This Week in Tribe History

Here are some of the important, interesting, or just plain strange events that occurred this week in Tribe History:
4/5/2012
On this date, the Indians faced the visiting Toronto Blue Jays at Progressive Field to kick off the 2012 season. Sixteen innings and over five hours later, the two teams set the record for the longest opening day game in MLB history.
Jason Masterson cruised through the first two innings, including striking out the side in the first, while the Tribe opened the scoring on Jays’ starter Ricky Romero in the bottom of the second. Catcher Carlos Santana led off the inning with a walk. After DH Travis Hafner struck out swinging, LF Shelley Duncan hit a line-drive double to deep left field. With runners on second and third, first baseman Casey Kotchman ground out to first, scoring Santana and moving Duncan to third. Following a walk to second baseman Jason Kipnis, third baseman Jack Hannahan hit a three-run bomb to deep right making it 4-0 Tribe.
The Blue Jays would score in the fourth off right fielder Jose Bautista’s homer down the left-field line. The score would remain 4-1 heading into the top of the ninth. Justin Masterson was removed following the eighth after pitching a phenomenal game, striking out 10 while only allowing two hits, one walk and one run.
Closer Chris Perez replaced Masterson, looking to pick up his first save of the young season. It did not go well. Perez allowed back-to-back singles to the first two hitters he faced. With runners on first and third, Bautista hit a sacrifice fly to pull the Blue Jays within two runs. After walking Adam Lind and following behind 3-1 in the count, Perez gave up a game-tying two-run double to DH Edwin Encarnacion. Ultimately, it was left to Vinnie Pestano to get the Tribe out of the inning. The Indians had the opportunity for a walk-off win but could not manage to bring home pinch-runner, Jason Donald. Donald was on third with one out, but consecutive ground-outs by Casey Kotchman and Jason Kipnis ended the threat.

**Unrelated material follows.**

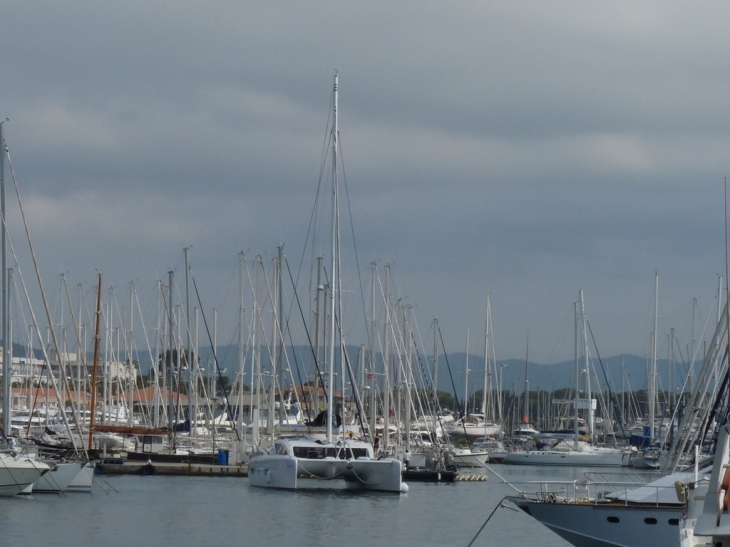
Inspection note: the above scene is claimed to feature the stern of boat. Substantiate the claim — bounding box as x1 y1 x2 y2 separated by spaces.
343 458 408 493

Both teams had opportunities in extras to finish the game but it was the Blue Jays who would finally break the 4-4 stalemate in the top of the 16th. After allowing the first two batters to reach base, including former Tribe shortstop Omar Vizquel, Indians’ reliever Jairo Ascensio allowed a three-run homer to catcher J.P. Arencibia to make it 7-4. Cleveland managed to get a runner on second with two outs but Jason Kipnis grounded out to second to end the game. Blue Jays reliever Luis Perez picked up the win while Ascensio was tagged with the loss.